A little doodle to celebrate Emeline qPankhurst and her courage. I drew her on a black paper.

I used white ink to materialise her stepping in the light, leaving the darkness of the background her born a female would dictate her to dwell into.

She gradually captured the meager window of freedom she was given and boldly transformed it, multiplying it and defracting it into a myriad of beams, like millions of diamonds and droplets of enlightening wisdom and perseverance that inspired others, waves rippling onto the steady but muddy and stale waters of patriarchy.

A true light to cast upon this half of the population that was only forced into silence, various types of enslavement, domination, duress, humiliation, occasionally celebrated for its beauty, but never brains or ideas, or intelligence, by the unchallenged domination of the other half.

Before her, many other women campaigned for votes and equal rights for women.

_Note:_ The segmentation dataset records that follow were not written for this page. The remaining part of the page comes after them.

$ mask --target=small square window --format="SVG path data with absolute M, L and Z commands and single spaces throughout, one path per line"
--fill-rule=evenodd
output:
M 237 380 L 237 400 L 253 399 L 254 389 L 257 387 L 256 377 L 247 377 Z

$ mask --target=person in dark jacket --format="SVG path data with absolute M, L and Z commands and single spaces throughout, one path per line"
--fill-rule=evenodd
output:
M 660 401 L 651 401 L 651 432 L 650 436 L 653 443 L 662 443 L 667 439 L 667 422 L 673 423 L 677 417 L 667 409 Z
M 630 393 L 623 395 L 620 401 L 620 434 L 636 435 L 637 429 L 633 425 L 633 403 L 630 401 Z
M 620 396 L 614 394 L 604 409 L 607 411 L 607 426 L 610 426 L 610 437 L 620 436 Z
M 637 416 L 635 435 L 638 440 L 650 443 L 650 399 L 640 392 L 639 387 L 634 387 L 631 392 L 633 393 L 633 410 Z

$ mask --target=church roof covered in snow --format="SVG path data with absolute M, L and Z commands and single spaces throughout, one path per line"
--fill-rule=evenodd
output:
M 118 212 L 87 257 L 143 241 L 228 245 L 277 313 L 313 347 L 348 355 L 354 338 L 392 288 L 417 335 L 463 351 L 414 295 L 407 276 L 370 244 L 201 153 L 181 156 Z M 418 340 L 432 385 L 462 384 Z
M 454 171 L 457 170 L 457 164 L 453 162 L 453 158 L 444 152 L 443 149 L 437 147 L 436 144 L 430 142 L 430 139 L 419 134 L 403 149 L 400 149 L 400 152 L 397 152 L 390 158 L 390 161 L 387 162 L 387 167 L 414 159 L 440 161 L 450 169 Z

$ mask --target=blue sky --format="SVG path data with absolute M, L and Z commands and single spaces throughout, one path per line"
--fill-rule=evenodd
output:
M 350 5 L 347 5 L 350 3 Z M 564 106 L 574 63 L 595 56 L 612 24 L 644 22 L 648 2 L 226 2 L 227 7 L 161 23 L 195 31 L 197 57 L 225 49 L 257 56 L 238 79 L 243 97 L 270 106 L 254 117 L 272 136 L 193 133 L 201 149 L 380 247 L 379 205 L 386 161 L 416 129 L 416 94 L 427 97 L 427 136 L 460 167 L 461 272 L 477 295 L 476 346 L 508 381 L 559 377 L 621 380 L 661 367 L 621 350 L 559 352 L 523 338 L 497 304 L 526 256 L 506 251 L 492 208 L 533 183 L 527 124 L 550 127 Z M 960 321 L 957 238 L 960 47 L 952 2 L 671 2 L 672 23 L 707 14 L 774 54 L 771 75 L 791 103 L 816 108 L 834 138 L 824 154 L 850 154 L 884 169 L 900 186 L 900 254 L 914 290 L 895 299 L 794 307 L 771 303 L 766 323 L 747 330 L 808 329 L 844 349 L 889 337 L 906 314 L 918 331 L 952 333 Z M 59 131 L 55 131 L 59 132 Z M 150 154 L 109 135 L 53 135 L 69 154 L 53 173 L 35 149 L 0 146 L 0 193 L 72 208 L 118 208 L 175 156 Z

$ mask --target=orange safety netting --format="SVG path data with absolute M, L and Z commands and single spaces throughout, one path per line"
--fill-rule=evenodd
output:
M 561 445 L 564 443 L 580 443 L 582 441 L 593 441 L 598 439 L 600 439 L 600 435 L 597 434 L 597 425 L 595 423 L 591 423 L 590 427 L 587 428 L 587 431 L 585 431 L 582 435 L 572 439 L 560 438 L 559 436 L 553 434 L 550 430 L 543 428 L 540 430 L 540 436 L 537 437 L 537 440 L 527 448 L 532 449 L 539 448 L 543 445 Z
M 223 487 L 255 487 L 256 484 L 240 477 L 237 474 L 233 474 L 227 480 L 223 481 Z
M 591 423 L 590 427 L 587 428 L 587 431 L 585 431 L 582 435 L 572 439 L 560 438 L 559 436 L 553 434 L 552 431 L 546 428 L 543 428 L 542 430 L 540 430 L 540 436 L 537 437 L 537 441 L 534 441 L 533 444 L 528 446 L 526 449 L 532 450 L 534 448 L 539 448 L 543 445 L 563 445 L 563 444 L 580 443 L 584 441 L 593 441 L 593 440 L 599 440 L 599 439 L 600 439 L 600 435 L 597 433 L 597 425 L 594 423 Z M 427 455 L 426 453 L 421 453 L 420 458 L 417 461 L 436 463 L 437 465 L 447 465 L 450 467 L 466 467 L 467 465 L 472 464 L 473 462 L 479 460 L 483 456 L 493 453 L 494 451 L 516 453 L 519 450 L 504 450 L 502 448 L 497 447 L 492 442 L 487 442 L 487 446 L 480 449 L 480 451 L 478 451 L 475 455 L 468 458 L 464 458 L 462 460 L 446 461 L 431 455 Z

Think Manon Roland and Olympe de Gouges, among others.

Olympe had not been given the opportunity for her Voice to echo within the minds and hearts of good willing souls, men or women. Her fantastic Declaration of the Woman and the Female Citizen’s rights, (written immediately after the Declaration of Man’s rights had been crafted by men of the Peuple who conveniently forgot they were born , married too, loved by, supported and generally encouraged by Women), faded too quickly into oblivion, as she narrowingly escaped the guillotine.

Although her addition to the Declaration of Man’s rights is a masterpiece, it took years before it was brought to light . It is not, to my knowledge, studied in schools, or in history classes

It has been engraved on the entrance walk of the Senate in Paris, though the French political class seem to never have read it in order to respect and follow its principles, as women are still regularly attacked in mean and vile ways by those men elected to represent ALL citizens.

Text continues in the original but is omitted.